As I say, we have a good team, and I think it should be a winning one if our manager is on the square and wants it to win. For some reason I do not trust the man.

At our first meeting I was seized by a powerful instinctive feeling of dislike and distrust. He is cold as a fish and bloodless as a stone, with a voice as flat and monotonous as the Desert of Sahara, and his frosty, unfeeling eye is not the eye of an honest man.

He does not belong in Kingsbridge, but has been hired, like the players on the team, and I should say that he is a person who stands ready to sell himself at any time for a price.

If it should happen that, near the close of the season, Kingsbridge stands between Bancroft and championship honors, Bancroft will cop the pennant easily enough by dickering on the “q. t.” with Mr. Robert Hutchinson—or I’m away off my trolley.

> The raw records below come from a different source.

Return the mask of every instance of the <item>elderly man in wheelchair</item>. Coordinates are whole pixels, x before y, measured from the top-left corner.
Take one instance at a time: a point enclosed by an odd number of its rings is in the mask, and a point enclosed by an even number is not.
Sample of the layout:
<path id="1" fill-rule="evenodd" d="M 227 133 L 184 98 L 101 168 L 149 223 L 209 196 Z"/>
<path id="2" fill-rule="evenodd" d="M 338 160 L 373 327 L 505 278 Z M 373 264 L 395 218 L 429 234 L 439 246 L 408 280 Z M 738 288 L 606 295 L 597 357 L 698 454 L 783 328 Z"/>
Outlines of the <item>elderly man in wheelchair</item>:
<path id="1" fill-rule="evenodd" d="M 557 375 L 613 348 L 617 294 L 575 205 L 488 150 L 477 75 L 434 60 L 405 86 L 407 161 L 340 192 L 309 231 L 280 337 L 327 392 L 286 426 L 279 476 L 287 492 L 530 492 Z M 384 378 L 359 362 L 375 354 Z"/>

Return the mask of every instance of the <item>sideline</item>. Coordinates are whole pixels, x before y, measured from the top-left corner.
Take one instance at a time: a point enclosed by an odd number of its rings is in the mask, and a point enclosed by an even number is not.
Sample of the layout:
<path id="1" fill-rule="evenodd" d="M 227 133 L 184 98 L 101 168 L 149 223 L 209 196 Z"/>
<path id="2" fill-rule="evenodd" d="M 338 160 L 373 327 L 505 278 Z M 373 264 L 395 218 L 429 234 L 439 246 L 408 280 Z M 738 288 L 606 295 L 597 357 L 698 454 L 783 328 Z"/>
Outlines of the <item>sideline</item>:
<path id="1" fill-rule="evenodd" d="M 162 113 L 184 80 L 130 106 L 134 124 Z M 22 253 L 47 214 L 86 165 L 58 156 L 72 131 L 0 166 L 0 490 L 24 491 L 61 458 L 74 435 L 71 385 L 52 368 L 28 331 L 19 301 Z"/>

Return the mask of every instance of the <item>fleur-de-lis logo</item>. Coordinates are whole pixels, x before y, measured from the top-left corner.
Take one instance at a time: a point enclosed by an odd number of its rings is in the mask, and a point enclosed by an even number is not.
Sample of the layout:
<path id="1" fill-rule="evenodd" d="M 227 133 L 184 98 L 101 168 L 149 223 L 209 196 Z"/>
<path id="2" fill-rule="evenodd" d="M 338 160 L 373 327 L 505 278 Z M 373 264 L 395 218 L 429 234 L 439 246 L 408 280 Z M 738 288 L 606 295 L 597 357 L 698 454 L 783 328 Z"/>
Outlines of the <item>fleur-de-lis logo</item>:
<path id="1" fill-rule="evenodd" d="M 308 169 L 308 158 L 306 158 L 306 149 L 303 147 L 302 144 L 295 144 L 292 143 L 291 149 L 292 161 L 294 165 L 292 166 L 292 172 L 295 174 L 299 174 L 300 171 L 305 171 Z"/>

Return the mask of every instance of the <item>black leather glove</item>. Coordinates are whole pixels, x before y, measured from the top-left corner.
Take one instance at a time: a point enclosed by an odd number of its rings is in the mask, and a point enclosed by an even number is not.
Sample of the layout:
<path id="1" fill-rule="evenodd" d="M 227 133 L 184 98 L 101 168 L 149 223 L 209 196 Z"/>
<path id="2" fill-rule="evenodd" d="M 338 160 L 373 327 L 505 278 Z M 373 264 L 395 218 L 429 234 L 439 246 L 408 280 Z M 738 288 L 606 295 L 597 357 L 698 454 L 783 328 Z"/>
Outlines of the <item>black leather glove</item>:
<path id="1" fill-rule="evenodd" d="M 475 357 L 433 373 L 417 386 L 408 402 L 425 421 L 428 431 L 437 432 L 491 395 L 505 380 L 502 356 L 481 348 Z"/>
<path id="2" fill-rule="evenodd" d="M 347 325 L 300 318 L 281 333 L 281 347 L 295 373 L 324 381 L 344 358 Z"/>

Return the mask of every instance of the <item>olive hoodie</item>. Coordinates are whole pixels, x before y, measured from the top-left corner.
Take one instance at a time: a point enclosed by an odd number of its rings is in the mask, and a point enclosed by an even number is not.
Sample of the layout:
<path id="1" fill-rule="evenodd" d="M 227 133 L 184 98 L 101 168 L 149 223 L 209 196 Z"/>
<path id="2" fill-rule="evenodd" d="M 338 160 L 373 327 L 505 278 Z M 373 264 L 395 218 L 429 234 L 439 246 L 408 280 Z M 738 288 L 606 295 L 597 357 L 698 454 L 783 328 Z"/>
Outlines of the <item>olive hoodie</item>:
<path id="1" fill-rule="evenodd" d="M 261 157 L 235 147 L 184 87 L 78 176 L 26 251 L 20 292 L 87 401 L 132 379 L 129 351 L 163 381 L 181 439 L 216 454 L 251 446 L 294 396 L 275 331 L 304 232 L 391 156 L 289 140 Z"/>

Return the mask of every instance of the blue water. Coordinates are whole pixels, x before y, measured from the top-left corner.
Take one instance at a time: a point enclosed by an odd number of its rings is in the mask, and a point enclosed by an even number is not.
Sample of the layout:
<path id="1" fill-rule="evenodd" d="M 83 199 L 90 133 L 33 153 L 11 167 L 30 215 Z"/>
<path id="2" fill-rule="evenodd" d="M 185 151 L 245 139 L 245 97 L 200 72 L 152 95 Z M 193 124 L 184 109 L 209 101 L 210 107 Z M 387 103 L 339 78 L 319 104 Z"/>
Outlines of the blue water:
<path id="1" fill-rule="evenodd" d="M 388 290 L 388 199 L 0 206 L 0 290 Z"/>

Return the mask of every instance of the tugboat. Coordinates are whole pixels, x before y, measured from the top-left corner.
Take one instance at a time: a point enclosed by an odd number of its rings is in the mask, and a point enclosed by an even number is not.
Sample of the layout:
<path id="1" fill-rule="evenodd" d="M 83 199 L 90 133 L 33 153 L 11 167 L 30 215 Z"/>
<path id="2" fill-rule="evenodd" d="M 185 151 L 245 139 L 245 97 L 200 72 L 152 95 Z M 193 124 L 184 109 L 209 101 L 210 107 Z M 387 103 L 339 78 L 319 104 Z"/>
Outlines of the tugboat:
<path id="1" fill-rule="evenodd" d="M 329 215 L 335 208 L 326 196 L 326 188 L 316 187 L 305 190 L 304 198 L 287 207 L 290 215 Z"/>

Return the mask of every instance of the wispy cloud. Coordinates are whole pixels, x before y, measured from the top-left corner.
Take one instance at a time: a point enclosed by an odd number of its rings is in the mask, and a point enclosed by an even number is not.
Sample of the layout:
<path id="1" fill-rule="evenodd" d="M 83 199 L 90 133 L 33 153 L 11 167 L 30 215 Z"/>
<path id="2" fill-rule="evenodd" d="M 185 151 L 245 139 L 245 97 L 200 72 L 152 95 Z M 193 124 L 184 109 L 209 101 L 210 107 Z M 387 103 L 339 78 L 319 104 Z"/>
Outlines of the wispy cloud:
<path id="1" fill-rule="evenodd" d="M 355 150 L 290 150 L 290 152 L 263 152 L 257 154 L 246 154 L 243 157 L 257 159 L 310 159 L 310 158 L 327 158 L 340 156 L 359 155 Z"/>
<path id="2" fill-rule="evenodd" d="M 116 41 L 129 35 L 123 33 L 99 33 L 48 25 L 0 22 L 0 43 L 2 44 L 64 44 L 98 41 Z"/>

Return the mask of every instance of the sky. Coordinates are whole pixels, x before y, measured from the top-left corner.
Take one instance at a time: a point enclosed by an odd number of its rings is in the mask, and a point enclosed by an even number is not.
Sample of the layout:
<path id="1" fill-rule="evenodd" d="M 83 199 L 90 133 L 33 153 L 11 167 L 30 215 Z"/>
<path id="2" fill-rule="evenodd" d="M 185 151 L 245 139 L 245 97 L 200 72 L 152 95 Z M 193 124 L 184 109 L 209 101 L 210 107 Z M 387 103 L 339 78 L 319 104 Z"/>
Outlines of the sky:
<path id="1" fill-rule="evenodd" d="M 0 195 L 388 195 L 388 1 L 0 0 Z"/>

It was characteristic of the man reading the letter that he did not show his rage by flushing. His nose, however, became a livid, sickly white, and his thin lips were pressed somewhat more closely together, causing his mouth to resemble a straight, colorless scar. His face was that of a most dangerous man who would strike at an enemy’s back in the dark.

There were other paragraphs that Hutchinson read without skipping a line:

Oh, by the way, old fellow, I have met the most charming girl it has ever been my good luck to run across. I’m not going to try to describe her, because I simply lack command of language to do so, and by this confession alone you can see that she has me going some.

Her name is Janet Harting, and she is the daughter of a hard-shell parson whose pet aversion is baseball—a man who, according to report, believes all baseball players must be either children, fools, or ruffians.

Janet, however, has attended boarding school, and she’s a thoroughbred fan, though her father raises such a rumpus about it that she doesn’t get out to many games.

Benton King, son of the man who has metamorphosed Kingsbridge from a four-corners settlement into a hustling, rip-roaring young city-to-be, is mightily interested in Miss Janet. Judging by appearances, she is not exactly averse to his attentions, which, considering his prospects and the fact that he seems to have anything around here in the eligible-young-man line left at the post, is no source for wonderment.